Every keystroke you make on some wireless keyboards can be spied on by hackers lurking nearby, according to research released by cybersecurity firm Bastille Tuesday. The “vast majority” of low-cost wireless keyboards are vulnerable to an attack researchers have dubbed “KeySniffer,” according to the company.
“When we purchase a wireless keyboard we reasonably expect that the manufacturer has designed and built security into the core of the product,” said Marc Newlin, the Bastille researcher who discovered the vulnerability, in a press release. “Unfortunately, we tested keyboards from 12 manufacturers and were disappointed to find that eight manufacturers (two-thirds) were susceptible to the KeySniffer hack.”
The attack allows hackers up to 250 feet away to eavesdrop on people as they type – potentially sucking credit card numbers, usernames, passwords and personal information shared with confidants, according to the researchers. The heart of the problem is that the connections between computers and the identified keyboards don’t use encryption, unlike more costly models, and are left vulnerable to a hacker with special equipment costing less than $100.
The issue does not affect Bluetooth keyboards because they are subject to industry standards that require stronger security measures, according to Bastille. However, the company said some keyboards from major manufacturers, including Toshiba and HP, that rely on radio signals are vulnerable. In HP’s case, Bastille found that its “HP Wireless Classic Desktop wireless keyboard” was vulnerable, while Toshiba’s PA3871U-1ETB wireless keyboard was also affected.

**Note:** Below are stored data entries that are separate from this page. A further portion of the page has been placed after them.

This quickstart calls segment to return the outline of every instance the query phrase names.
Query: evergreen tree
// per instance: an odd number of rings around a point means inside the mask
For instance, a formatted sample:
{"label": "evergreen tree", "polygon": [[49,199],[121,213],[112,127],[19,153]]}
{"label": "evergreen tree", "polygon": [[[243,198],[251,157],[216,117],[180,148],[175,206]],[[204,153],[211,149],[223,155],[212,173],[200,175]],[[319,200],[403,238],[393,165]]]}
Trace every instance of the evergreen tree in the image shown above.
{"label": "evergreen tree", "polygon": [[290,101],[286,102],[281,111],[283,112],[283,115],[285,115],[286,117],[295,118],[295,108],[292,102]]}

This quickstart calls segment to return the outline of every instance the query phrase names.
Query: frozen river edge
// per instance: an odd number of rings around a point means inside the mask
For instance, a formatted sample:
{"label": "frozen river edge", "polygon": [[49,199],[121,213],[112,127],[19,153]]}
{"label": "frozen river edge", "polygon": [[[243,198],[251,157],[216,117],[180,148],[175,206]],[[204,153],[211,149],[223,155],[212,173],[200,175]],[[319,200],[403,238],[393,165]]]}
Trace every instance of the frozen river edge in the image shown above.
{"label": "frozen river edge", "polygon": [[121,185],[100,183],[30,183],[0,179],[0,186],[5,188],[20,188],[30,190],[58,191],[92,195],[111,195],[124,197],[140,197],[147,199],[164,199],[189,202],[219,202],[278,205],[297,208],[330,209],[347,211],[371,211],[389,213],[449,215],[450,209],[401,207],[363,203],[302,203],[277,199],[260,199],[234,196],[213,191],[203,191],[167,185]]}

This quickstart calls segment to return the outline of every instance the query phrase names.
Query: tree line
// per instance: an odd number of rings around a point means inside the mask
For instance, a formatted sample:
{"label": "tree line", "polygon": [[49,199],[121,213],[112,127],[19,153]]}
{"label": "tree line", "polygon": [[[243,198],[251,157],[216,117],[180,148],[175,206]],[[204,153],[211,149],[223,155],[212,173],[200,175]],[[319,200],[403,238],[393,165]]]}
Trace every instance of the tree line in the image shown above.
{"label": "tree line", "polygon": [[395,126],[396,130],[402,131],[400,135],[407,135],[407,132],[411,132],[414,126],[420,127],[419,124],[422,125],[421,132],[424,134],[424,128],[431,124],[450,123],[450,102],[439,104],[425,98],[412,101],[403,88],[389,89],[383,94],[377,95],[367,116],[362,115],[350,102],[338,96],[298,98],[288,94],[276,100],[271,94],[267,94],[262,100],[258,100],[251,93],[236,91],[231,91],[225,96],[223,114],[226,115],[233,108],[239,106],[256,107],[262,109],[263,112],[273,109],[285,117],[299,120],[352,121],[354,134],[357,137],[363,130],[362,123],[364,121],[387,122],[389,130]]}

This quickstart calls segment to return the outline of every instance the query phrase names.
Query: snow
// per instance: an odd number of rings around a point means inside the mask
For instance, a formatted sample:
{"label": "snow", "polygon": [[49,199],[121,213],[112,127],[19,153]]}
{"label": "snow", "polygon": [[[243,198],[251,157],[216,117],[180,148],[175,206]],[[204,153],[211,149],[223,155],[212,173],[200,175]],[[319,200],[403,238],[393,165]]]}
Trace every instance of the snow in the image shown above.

Toshiba and HP did not immediately respond to a request for comment.
Kensington, the maker of another vulnerable keyboard called the Kensington ProFit Wireless Keyboard, released a statement saying it has taken “all necessary measures to close any security gaps and ensure the privacy of users” and has released a firmware update for the device that includes encryption. You can find a full list of the affected devices here.
Bastille says it reached out to manufacturers before going public with its research, but that many of the devices aren’t able to be updated to defend against the attacks. The cybersecurity firm recommends replacing the keyboards with Bluetooth or wired models. It remains unclear if any of the keyboard makers plans to offer refunds or replacements to consumers who purchased the vulnerable models.